わいせつ行為で免許失効の教員、官報に氏名と処分理由を明示…文科省が改正方針
読売新聞オンライン 2020/12/25(金) 19:57配信
文部科学省は25日、児童生徒らにわいせつ行為をして懲戒免職となり、教員免許が失効した際、官報に氏名とともに、あらたに処分理由を明示できるよう教員免許法施行規則を改正する方針を明らかにした。萩生田文科相がこの日の閣議後記者会見で明らかにした。
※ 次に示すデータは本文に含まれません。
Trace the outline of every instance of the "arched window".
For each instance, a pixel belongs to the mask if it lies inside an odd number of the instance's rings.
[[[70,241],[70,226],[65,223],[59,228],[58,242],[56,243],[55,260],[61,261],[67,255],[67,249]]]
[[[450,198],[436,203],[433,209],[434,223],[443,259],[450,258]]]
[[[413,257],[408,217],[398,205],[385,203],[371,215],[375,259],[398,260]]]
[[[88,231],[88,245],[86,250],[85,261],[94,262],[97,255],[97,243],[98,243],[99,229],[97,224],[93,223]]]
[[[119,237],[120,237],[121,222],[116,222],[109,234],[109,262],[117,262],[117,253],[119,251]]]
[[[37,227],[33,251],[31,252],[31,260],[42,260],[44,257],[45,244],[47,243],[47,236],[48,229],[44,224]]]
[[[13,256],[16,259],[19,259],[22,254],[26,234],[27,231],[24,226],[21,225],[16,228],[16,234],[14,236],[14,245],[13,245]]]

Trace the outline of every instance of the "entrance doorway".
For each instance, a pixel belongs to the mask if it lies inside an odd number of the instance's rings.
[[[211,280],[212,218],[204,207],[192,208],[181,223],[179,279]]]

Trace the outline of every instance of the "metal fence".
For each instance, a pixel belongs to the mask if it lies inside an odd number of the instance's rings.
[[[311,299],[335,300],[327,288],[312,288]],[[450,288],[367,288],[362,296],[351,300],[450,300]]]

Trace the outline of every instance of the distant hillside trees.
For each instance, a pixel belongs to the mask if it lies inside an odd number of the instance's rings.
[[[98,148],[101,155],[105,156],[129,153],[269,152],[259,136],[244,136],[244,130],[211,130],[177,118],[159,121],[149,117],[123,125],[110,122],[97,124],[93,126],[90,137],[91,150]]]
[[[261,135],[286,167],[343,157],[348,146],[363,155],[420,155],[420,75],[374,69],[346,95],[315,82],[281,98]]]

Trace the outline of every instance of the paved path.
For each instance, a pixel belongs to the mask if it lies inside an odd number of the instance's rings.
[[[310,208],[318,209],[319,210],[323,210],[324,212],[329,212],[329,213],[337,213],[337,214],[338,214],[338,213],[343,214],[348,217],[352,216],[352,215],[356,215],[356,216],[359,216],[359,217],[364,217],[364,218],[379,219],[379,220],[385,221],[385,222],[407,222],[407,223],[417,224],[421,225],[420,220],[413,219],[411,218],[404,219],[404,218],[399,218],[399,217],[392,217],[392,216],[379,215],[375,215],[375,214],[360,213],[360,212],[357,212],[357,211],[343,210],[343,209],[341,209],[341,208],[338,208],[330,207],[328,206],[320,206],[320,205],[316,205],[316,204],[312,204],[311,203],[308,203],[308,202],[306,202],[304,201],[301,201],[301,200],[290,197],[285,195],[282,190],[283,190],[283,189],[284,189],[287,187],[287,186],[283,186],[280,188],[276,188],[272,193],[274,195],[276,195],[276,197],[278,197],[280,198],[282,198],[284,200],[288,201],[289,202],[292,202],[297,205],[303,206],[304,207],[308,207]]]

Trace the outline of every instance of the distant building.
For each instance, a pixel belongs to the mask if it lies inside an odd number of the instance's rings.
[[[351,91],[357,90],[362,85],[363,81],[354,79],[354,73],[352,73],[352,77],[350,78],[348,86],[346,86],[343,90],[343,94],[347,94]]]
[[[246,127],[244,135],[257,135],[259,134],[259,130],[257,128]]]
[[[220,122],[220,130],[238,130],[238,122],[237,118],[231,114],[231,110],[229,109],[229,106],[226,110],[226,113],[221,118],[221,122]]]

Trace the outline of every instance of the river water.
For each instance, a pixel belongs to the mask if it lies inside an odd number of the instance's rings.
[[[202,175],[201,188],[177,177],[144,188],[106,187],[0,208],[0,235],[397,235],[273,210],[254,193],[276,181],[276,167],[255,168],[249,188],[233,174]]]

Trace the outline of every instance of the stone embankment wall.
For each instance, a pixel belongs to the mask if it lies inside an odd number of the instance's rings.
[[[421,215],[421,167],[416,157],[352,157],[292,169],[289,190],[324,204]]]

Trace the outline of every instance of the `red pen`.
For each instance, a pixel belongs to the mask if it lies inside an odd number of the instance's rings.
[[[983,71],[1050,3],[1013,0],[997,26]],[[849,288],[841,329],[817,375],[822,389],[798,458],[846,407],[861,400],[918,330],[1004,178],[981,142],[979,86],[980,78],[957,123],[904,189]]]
一方、文科省は、教員免許が失効しても、3年たてば再取得できる現行の教員免許法の改正案を検討したが、来年の通常国会への提出は断念する。萩生田文科相は、「じくじたる思いがあるが、この問題には引き続き取り組んでいく」と述べた。
各教育委員会は教員の採用時、文科省の「官報情報検索ツール」で過去の失効歴などを確認している。ただし、官報には処分理由が掲載されていないことが課題として指摘されていた。
わいせつ行為などで処分される教員数は高止まりしており、昨年度は273人で過去2番目の多さだった。そこで、文科省では来年2月、検索ツールの対象期間を、現行の過去5年間から40年間に大幅に拡充する。処分理由を明示する今回の改正と合わせ、抜本的な対策とする考えだ。
増え続けるわいせつ教員問題に、効果的な施策を講じようと、文科省に検討チームが設けられたのは今年1月だった。
教員免許法の改正について、内閣法制局と協議を重ねてきたが、刑法では、禁錮以上の刑は終了後10年で消滅する。また、憲法で定められた「職業選択の自由」との兼ね合いもあり、「わいせつ教員の永久追放は難しいとなった」(文科省幹部)。
そこで、今回、わいせつ行為で懲戒免職になったことを官報に掲載するよう、規則を改正することになったが、有識者からは様々な指摘も出ている。
個人情報保護問題に詳しい岡村久道弁護士は、「教員としての適格性が厳しく問われて当然だが、官報で誰でも見られる状態にすれば、社会復帰の機会が全面的に失われる。教育機関に限定して情報共有できるような法整備を考えた方が、バランスが取りやすいのではないか」と指摘。
一方、子供の人権擁護に取り組むNPO法人「千葉こどもサポートネット」の米田修理事長は、「わいせつ行為をした教員を二度と教育現場に戻してほしくないという保護者らの声は根強い。教員のわいせつ行為は、児童生徒からの信頼感を利用しており、他の職業と比べて特に悪質だ。今回の文科省の方針には賛成だ」と話している。